Balzac worked contemporaneously with the Romantic movement, but he worked outside it, and its influence upon him is felt only in an occasional pseudo-romanticism, like the episode of the pirate in La Femme de Trente Ans. His vision of humanity was essentially a poetic vision, but he was a poet whose dreams were facts. Knowing that, as Mme. Necker has said, "the novel should be the better world," he knew also that "the novel would be nothing if, in that august lie, it were not true in details." And in the Human Comedy he proposed to himself to do for society more than Buffon had done for the animal world.
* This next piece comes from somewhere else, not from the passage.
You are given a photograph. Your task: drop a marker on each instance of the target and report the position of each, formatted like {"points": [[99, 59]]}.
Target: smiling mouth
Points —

"There is but one animal," he declares, in his Avant-Propos, with a confidence which Darwin has not yet come to justify. But "there exists, there will always exist, social species, as there are zoological species." "Thus the work to be done will have a triple form: men, women, and things; that is to say, human beings and the material representation which they give to their thought; in short, man and life." And, studying after nature, "French society will be the historian, I shall need to be no more than the secretary." Thus will be written "the history forgotten by so many historians, the history of manners." But that is not all, for "passion is the whole of humanity." "In realizing clearly the drift of the composition, it will be seen that I assign to facts, constant, daily, open, or secret, to the acts of individual life, to their causes and principles, as much importance as historians had formerly attached to the events of the public life of nations." "Facts gathered together and painted as they are, with passion for element," is one of his definitions of the task he has undertaken. And in a letter to Mme. de Hanska, he summarises every detail of his scheme.
"The Études des Mœurs will represent social effects, without a single situation of life, or a physiognomy, or a character of man or woman, or a manner of life, or a profession, or a social zone, or a district of France, or anything pertaining to childhood, old age, or maturity, politics, justice, or war, having been forgotten.
"That laid down, the history of the human heart traced link by link, the history of society made in all its details, we have the base....
"Then, the second stage is the Études philosophiques, for after the effects come the causes. In the Études des Mœurs I shall have painted the sentiments and their action, life and the fashion of life. In the Études philosophiques I shall say why the sentiments, on what the life....
"Then, after the effects and the causes, come the Études analytiques, to which the Physiologie du mariage belongs, for, after the effects and the causes, one should seek the principles....
"After having done the poetry, the demonstration, of a whole system, I shall do the science in the Essai sur les forces humaines. And, on the bases of this palace I shall have traced the immense arabesque of the Cent Contes drolatiques!"
Quite all that, as we know, was not carried out; but there, in its intention, is the plan; and after twenty years' work the main part of it, certainly, was carried out. Stated with this precise detail, it has something of a scientific air, as of a too deliberate attempt upon the sources of life by one of those systematic French minds which are so much more logical than facts. But there is one little phrase to be noted: "La passion est toute l'humanité." All Balzac is in that phrase.
Another French novelist, following, as he thought, the example of the Human Comedy, has endeavoured to build up a history of his own time with even greater minuteness. But Les Rougon-Macquart is no more than system; Zola has never understood that detail without life is the wardrobe without the man. Trying to outdo Balzac on his own ground, he has made the fatal mistake of taking him only on his systematic side, which in Balzac is subordinate to a great creative intellect, an incessant, burning thought about men and women, a passionate human curiosity for which even his own system has no limits. "The misfortunes of the Birotteaus, the priest and the perfumer," he says, in his Avant-Propos, taking an example at random, "are, for me, those of humanity." To Balzac manners are but the vestment of life; it is life that he seeks; and life, to him (it is his own word) is but the vestment of thought. Thought is at the root of all his work, a whole system of thought, in which philosophy is but another form of poetry; and it is from this root of idea that the Human Comedy springs.